Larson Gary, Thorne Jeffrey L, Schmidler Scott
Department of Statistical Science, Duke University, Durham, North Carolina.
Department of Biological Sciences, North Carolina State University, Raleigh, North Carolina.
J Comput Biol. 2020 Mar;27(3):361-375. doi: 10.1089/cmb.2019.0500. Epub 2020 Feb 13.
Evolutionary models of proteins are widely used for statistical sequence alignment and inference of homology and phylogeny. However, the vast majority of these models rely on an unrealistic assumption of independent evolution between sites. Here we focus on the related problem of protein structure alignment, a classic tool of computational biology that is widely used to identify structural and functional similarity and to infer homology among proteins. A site-independent statistical model for protein structural evolution has previously been introduced and shown to significantly improve alignments and phylogenetic inferences compared with approaches that utilize only amino acid sequence information. Here we extend this model to account for correlated evolutionary drift among neighboring amino acid positions. The result is a spatiotemporal model of protein structure evolution, described by a multivariate diffusion process convolved with a spatial birth-death process. This extended site-dependent model (SDM) comes with little additional computational cost or analytical complexity compared with the site-independent model (SIM). We demonstrate that this SDM yields a significant reduction of bias in estimated evolutionary distances and helps further improve phylogenetic tree reconstruction. We also develop a simple model of site-dependent sequence evolution, which we use to demonstrate the bias resulting from the application of standard site-independent sequence evolution models.

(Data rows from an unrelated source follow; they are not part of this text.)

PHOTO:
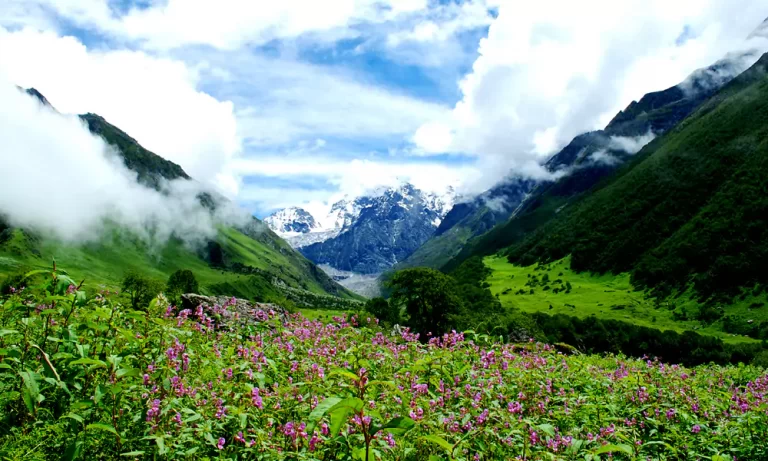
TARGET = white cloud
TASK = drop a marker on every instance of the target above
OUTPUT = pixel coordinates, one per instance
(287, 101)
(224, 24)
(348, 178)
(631, 145)
(60, 179)
(155, 100)
(549, 70)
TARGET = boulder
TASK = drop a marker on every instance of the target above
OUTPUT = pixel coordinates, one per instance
(244, 309)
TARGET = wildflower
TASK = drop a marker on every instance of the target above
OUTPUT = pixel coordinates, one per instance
(696, 429)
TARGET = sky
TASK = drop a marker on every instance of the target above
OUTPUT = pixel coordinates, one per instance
(284, 103)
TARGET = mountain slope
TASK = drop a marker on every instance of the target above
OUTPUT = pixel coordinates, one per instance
(691, 209)
(249, 261)
(593, 156)
(387, 230)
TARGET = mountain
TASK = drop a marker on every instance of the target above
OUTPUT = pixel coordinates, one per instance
(579, 166)
(292, 220)
(370, 234)
(248, 261)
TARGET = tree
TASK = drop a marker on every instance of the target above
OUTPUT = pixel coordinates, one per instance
(179, 283)
(431, 299)
(140, 289)
(380, 308)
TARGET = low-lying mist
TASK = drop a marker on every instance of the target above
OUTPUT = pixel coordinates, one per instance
(59, 179)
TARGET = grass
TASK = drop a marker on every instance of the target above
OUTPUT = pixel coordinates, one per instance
(605, 296)
(104, 263)
(324, 315)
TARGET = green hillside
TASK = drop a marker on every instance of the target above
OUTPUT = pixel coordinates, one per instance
(555, 288)
(692, 208)
(685, 222)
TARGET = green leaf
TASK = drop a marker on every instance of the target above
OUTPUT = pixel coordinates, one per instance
(74, 416)
(73, 450)
(89, 361)
(547, 429)
(397, 426)
(101, 390)
(358, 453)
(439, 441)
(626, 449)
(102, 427)
(320, 410)
(31, 390)
(344, 373)
(341, 411)
(128, 372)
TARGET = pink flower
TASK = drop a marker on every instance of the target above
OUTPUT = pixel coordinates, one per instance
(696, 429)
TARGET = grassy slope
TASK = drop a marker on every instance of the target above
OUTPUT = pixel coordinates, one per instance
(104, 263)
(594, 294)
(690, 208)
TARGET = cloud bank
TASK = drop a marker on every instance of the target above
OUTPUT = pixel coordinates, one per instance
(153, 99)
(550, 70)
(59, 179)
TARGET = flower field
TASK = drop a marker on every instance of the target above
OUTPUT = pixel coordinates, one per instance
(88, 378)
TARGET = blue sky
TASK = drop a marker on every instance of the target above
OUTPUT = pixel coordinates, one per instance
(296, 102)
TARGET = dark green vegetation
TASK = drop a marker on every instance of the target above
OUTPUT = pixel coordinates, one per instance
(459, 235)
(682, 226)
(249, 261)
(179, 283)
(86, 377)
(437, 303)
(692, 208)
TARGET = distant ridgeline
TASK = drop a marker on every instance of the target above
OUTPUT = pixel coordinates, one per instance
(692, 207)
(586, 160)
(249, 261)
(687, 216)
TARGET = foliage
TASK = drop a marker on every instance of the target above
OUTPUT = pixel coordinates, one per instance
(180, 282)
(430, 298)
(609, 296)
(690, 209)
(140, 289)
(380, 308)
(88, 378)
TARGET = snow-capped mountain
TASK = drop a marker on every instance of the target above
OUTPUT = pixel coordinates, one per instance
(292, 220)
(366, 234)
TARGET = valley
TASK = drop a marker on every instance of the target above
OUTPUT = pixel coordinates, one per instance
(544, 289)
(464, 230)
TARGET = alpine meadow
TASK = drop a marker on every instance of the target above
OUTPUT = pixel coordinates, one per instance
(384, 230)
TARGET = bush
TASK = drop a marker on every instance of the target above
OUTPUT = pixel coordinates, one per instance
(430, 298)
(179, 283)
(380, 308)
(140, 289)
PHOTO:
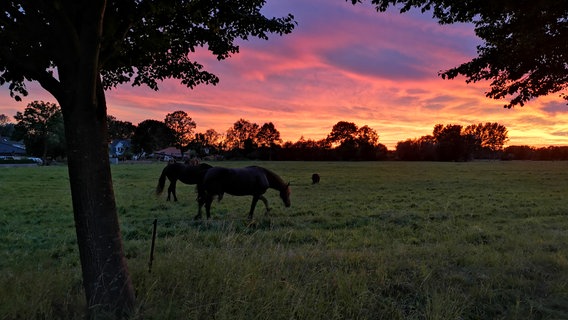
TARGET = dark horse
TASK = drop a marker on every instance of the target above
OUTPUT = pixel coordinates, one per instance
(252, 181)
(187, 174)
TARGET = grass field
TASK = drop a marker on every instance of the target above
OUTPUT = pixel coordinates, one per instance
(373, 240)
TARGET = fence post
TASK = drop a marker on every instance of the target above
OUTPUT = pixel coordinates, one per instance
(152, 248)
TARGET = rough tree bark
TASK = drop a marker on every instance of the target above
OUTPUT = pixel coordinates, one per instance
(108, 287)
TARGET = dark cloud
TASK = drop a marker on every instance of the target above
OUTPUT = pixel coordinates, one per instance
(555, 107)
(379, 63)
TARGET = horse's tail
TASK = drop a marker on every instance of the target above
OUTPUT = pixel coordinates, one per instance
(161, 182)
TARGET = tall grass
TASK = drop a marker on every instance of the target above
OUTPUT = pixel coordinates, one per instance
(376, 240)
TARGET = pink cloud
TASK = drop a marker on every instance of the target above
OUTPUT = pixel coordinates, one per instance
(342, 62)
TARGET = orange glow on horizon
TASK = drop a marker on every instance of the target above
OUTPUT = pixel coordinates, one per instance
(342, 63)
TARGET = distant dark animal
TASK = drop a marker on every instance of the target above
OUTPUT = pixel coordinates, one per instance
(187, 174)
(315, 178)
(240, 182)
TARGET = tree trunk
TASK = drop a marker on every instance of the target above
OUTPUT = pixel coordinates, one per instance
(108, 287)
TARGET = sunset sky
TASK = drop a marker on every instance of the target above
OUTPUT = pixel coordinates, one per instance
(341, 63)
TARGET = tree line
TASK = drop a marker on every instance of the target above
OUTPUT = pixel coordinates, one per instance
(98, 45)
(40, 127)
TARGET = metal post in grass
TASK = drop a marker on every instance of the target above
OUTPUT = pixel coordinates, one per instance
(152, 247)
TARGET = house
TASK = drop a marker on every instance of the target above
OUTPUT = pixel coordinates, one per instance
(11, 148)
(119, 148)
(169, 153)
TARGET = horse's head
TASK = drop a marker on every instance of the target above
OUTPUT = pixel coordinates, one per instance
(285, 195)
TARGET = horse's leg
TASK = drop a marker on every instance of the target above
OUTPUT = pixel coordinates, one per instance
(253, 205)
(200, 202)
(172, 189)
(265, 204)
(208, 201)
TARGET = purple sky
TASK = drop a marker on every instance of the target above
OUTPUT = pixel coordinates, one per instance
(341, 63)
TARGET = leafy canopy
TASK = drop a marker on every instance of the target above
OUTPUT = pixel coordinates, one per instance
(144, 41)
(525, 43)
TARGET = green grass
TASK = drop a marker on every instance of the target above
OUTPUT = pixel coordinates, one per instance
(373, 240)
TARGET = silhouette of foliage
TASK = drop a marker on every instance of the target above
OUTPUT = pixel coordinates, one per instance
(523, 54)
(41, 128)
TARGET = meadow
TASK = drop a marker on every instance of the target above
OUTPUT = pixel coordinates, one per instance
(372, 240)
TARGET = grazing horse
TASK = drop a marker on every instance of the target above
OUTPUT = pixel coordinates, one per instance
(187, 174)
(252, 181)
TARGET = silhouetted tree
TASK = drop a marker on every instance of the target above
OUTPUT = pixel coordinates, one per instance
(242, 136)
(213, 139)
(524, 44)
(367, 142)
(489, 137)
(268, 138)
(6, 127)
(182, 126)
(41, 128)
(118, 129)
(76, 50)
(451, 144)
(341, 132)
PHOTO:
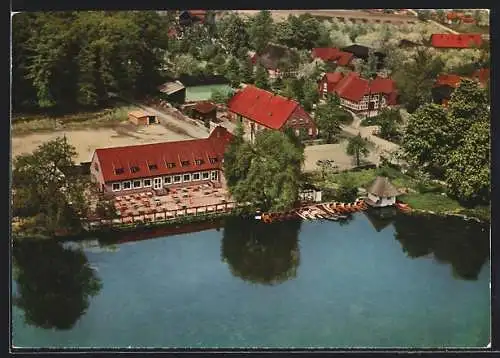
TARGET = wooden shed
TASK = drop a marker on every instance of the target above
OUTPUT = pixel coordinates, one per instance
(206, 111)
(142, 118)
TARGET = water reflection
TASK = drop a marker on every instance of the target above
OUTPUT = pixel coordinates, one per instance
(54, 283)
(261, 253)
(464, 245)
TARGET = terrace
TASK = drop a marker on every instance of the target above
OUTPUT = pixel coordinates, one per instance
(192, 200)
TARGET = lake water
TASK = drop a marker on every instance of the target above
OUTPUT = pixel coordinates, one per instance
(401, 281)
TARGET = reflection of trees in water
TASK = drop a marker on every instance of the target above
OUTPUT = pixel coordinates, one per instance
(54, 283)
(261, 253)
(465, 245)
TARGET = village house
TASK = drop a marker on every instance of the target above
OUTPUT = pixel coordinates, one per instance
(158, 167)
(258, 109)
(456, 41)
(446, 83)
(358, 94)
(381, 193)
(332, 55)
(277, 60)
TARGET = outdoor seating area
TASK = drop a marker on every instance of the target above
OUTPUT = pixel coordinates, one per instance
(190, 200)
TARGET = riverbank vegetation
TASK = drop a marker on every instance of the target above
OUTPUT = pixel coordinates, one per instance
(265, 173)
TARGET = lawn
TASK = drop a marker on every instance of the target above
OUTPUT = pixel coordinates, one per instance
(203, 93)
(104, 117)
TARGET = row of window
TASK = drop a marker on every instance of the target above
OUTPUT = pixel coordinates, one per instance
(159, 182)
(153, 167)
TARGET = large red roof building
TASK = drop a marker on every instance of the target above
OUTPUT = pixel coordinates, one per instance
(333, 54)
(359, 94)
(157, 166)
(258, 109)
(456, 40)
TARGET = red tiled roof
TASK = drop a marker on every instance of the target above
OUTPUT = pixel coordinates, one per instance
(261, 106)
(332, 54)
(204, 107)
(482, 75)
(456, 40)
(353, 88)
(450, 80)
(161, 154)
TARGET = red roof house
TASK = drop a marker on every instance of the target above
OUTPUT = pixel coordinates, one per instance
(355, 92)
(329, 81)
(332, 54)
(154, 166)
(456, 40)
(262, 109)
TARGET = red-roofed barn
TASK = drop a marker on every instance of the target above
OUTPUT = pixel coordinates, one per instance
(360, 95)
(136, 168)
(456, 40)
(258, 109)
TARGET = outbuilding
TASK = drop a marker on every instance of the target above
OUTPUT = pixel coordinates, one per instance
(382, 193)
(142, 118)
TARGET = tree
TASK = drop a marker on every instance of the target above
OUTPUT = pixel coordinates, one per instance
(54, 283)
(234, 33)
(468, 104)
(357, 147)
(426, 141)
(262, 77)
(221, 96)
(369, 67)
(260, 30)
(233, 72)
(44, 183)
(416, 77)
(246, 71)
(329, 116)
(468, 167)
(272, 153)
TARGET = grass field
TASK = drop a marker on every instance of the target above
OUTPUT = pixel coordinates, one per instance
(202, 93)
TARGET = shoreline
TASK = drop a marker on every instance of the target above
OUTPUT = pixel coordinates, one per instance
(196, 219)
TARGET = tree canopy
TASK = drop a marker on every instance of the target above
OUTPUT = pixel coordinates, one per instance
(265, 173)
(70, 59)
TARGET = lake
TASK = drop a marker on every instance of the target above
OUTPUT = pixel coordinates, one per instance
(374, 281)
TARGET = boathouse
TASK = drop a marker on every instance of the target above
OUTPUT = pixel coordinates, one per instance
(142, 118)
(160, 166)
(382, 193)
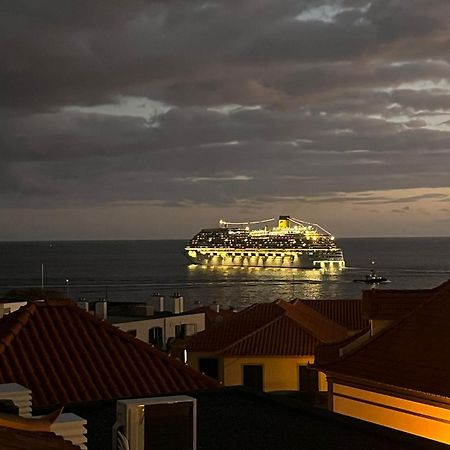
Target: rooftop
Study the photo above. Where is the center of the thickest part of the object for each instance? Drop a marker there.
(277, 328)
(410, 354)
(239, 419)
(65, 355)
(345, 312)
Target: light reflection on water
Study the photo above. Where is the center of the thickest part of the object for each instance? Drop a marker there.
(133, 270)
(240, 286)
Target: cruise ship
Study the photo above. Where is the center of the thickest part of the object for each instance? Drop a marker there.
(293, 243)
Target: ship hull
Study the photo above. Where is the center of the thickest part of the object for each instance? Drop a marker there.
(300, 259)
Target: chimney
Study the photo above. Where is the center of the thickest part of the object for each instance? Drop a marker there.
(101, 309)
(215, 307)
(19, 395)
(72, 428)
(178, 303)
(161, 300)
(84, 305)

蛋白质的进化模型被广泛用于统计序列比对以及同源性和系统发育的推断。然而,这些模型中的绝大多数都依赖于位点间独立进化这一不切实际的假设。在此,我们关注蛋白质结构比对这一相关问题,它是计算生物学的一种经典工具,被广泛用于识别蛋白质之间的结构和功能相似性以及推断同源性。之前已经引入了一种用于蛋白质结构进化的位点独立统计模型,并且与仅利用氨基酸序列信息的方法相比,该模型已被证明能显著改善比对和系统发育推断。在此,我们扩展这个模型以考虑相邻氨基酸位置之间的相关进化漂移。结果是一个蛋白质结构进化的时空模型,由一个与空间生死过程卷积的多元扩散过程描述。与位点独立模型(SIM)相比,这个扩展的位点依赖模型(SDM)几乎没有额外的计算成本或分析复杂性。我们证明这个SDM能显著减少估计进化距离中的偏差,并有助于进一步改进系统发育树的重建。我们还开发了一个位点依赖序列进化的简单模型,用于展示应用标准位点独立序列进化模型所产生的偏差。